Fractal block coding is a relatively new scheme for image compression. In this dissertation, several ádvanced schemes are proposed based upon Jacquin’s fractal block coding scheme. Exploiting self-similarity at different target block size levels is proposed which allows the self-similarity in the image to be exploited further. Smoother areas are coded with bigger target block sizes while fíne details are coded with smaller target block sizes. More image parts coded at a higher coding level will result in a lower bit rate. Removal of affine-block-wise self-similarity is proposed which includes block-wise self-similarity as a special case. With the utilisation of affineblock-wise self-similarity, the library is substantially enriched which results in a higher
probability of coding a target block at a higher coding level.
A very fast multi-level fractal block coding scheme exploiting affine-block-wise selfsimilarities is proposed. In the fast coding scheme, self-similarity in the very local area of the target block to be coded is exploited. By using affine-block-wise self-similarity, local correlations are exploited to a much further extent. The number of library blocks used for coding a target block is substantially reduced which results in very fast coding
scheme. The proposed fast coding scheme outperforms previous implementations of the fractal block coding technique.

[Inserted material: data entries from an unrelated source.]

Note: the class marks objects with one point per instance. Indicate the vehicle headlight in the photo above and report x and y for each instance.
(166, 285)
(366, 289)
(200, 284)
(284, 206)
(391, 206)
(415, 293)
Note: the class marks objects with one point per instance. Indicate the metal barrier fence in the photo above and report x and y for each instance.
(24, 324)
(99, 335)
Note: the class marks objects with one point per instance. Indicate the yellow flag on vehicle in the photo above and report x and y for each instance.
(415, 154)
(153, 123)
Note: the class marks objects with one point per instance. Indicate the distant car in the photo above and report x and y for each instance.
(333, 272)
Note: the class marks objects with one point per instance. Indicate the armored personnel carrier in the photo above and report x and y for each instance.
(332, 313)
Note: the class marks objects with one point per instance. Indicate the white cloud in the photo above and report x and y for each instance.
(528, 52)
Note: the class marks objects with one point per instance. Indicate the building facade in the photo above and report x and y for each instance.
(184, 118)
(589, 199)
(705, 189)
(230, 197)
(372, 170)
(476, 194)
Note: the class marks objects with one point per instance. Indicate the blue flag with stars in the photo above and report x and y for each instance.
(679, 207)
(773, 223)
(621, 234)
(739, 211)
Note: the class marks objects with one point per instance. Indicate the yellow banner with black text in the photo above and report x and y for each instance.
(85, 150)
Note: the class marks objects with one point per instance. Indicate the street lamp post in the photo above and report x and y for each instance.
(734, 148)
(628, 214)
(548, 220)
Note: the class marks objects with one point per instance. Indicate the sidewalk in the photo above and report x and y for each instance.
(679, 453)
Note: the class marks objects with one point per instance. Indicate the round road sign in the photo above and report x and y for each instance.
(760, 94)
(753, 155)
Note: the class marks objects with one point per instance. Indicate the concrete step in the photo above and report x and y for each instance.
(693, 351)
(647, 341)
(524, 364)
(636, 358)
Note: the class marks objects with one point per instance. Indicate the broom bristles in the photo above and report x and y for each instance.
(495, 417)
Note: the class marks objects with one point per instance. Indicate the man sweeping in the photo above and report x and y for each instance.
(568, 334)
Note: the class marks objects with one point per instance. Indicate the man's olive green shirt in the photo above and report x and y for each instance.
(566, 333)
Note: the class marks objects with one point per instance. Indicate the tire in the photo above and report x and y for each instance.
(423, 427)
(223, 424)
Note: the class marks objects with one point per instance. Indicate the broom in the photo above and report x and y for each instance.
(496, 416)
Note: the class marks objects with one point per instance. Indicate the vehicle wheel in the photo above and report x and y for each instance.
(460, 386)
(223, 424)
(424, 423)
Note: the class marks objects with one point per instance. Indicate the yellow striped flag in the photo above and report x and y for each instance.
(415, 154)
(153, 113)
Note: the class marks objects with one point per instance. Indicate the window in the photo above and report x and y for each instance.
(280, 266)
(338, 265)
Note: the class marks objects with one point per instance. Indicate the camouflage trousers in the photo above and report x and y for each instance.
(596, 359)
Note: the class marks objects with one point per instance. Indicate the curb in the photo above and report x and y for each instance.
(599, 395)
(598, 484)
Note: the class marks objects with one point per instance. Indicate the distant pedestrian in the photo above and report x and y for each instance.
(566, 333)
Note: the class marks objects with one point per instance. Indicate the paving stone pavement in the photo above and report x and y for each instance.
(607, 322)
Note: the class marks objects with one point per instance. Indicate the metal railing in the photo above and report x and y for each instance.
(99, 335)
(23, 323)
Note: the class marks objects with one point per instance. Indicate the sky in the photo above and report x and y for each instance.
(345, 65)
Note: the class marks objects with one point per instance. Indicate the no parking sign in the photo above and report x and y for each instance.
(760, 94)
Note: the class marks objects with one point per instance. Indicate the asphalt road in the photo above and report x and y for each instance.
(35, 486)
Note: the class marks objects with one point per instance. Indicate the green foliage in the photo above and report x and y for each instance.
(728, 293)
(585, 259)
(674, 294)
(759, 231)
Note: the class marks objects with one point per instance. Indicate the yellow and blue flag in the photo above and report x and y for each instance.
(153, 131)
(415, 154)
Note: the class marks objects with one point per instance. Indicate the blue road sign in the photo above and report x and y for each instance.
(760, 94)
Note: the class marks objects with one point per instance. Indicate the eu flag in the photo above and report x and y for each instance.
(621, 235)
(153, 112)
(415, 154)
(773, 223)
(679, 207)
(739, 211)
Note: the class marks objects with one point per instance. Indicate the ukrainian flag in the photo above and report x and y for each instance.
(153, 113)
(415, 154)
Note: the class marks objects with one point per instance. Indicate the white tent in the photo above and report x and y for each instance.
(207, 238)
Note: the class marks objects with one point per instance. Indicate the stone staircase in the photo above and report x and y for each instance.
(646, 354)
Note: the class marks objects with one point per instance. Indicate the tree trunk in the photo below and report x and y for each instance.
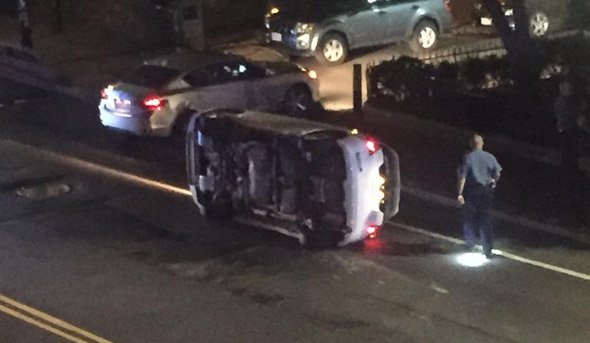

A hybrid fractal block coding and DCT scheme is proposed which codes a subsampled image using fractal block coding techniques. The fractal codes are used to decode by
zooming to the original image size. The DCT technique is introduced to code the residue image. The proposed scheme is better than the pure fractal block coding scheme. The advanced fractal block coding schemes and the hybrid coder for still images are also applied to video compression which also give some promising simulation results.